Les joues du brun rougirent et il serrait les dents. Il fulminait devant l'attitude négligée de son père et il détestait être infantilisé de la sorte alors qu'il voulait être pris au sérieux pour une fois. Cependant, sa réaction ne l'étonna pas. Il connaissait l'obstination de son paternel et c'est elle qui lui a permis d'être à la tête d'une telle organisation, mais à certains moments comme celui-ci, il désirait plus que tout que son père rejoigne son avis. Argumenter avec lui était aussi utile que de s'adresser à un mur. Il vit dans son regard que la discussion était close et l'observa reprendre sa lecture. Il se racla la gorge, fit demi-tour et quitta le bureau de son père sans un mot.

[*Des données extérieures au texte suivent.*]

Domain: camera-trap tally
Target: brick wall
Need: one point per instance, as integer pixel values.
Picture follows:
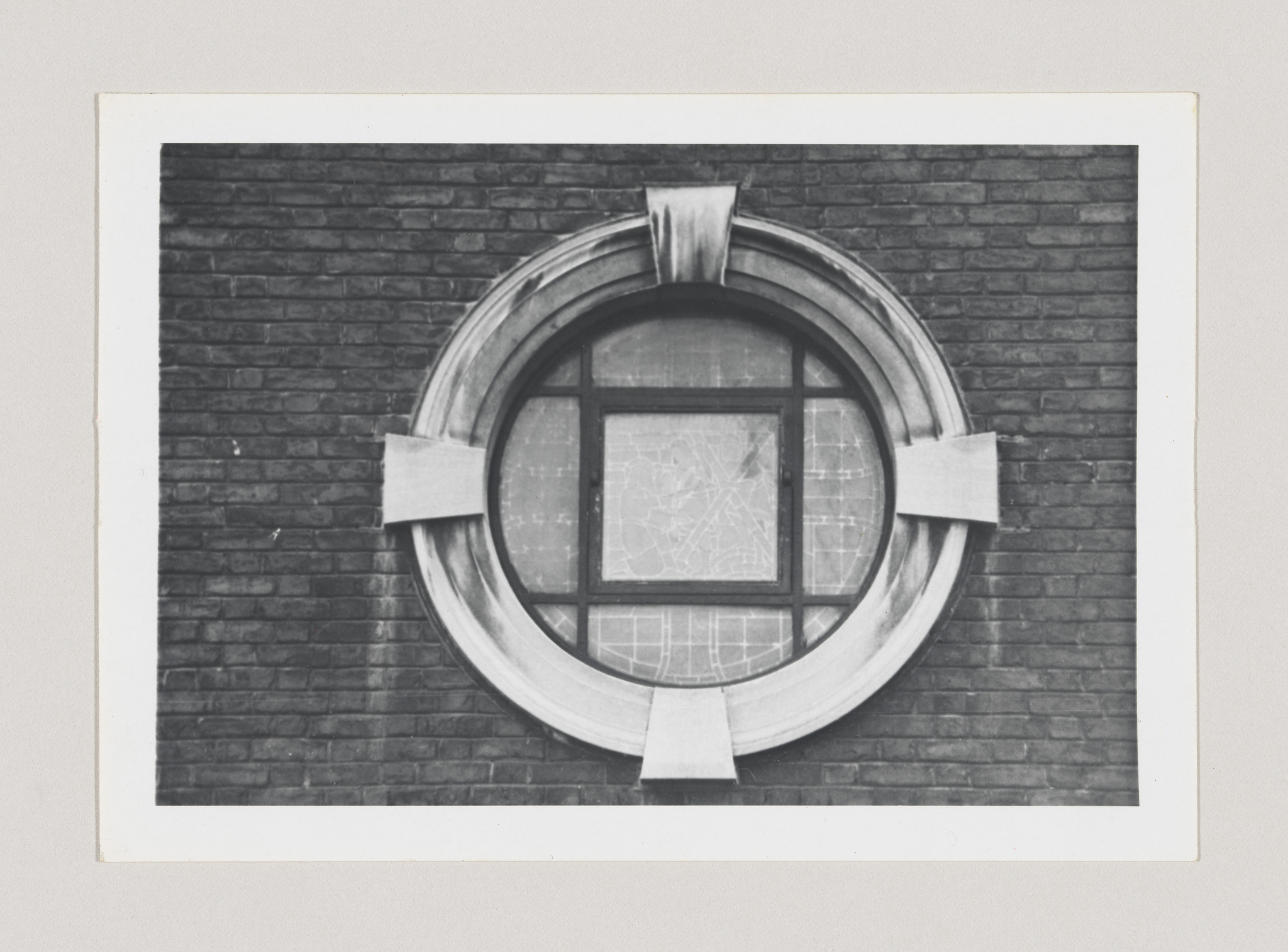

James se dirigea le long du couloir réservé aux bureaux administratifs et alluma une cigarette qu'il coinça entre ses lèvres. Il lança un sourire à la caméra présente au bout de l'allée, conscient de l'interdiction de fumer dans les locaux de l'entreprise. Il emprunta l'escalier qui menait jusqu'aux laboratoires, à cette heure-ci déserts, et s'arrêta devant l'une des salles de recherche. Un lecteur se trouvait devant lui, relié à la porte et il tapa le code pour déverrouiller celle-ci. À l'intérieur, il distinguait dans la faible lumière le matériel médical flambant neuf duquel se dégageait une forte odeur d'alcool. Le fond de la pièce était dissimulé par un rideau blanc et la faible luminosité l'empêchait de percevoir ce qu'il y avait derrière. Intrigué par sa présence, il tendit la main vers le tissu et le tira avec lenteur. Il fut soulagé lorsqu'il remarqua que la table d'opération, munie de sangles, était dépourvue de patient. Il s'apprêta à quitter la pièce lorsqu'il sentit une lame froide pressée contre sa gorge. Une sensation étrange lui parcourait le corps et il se sentait étrangement nauséeux. Lorsqu'il voulut se dégager de l'emprise de l'homme qui le maintenait, celui-ci pressa davantage la lame contre sa peau et se déplaça pour lui faire face. Il sursauta lorsqu'il vit la jeune femme devant lui et qu'il reconnut le sujet 7.15.

  • Cesse-donc de t'agiter ainsi, on n'a pas de temps à perdre. Tu vas m'aider à m'échapper d'ici.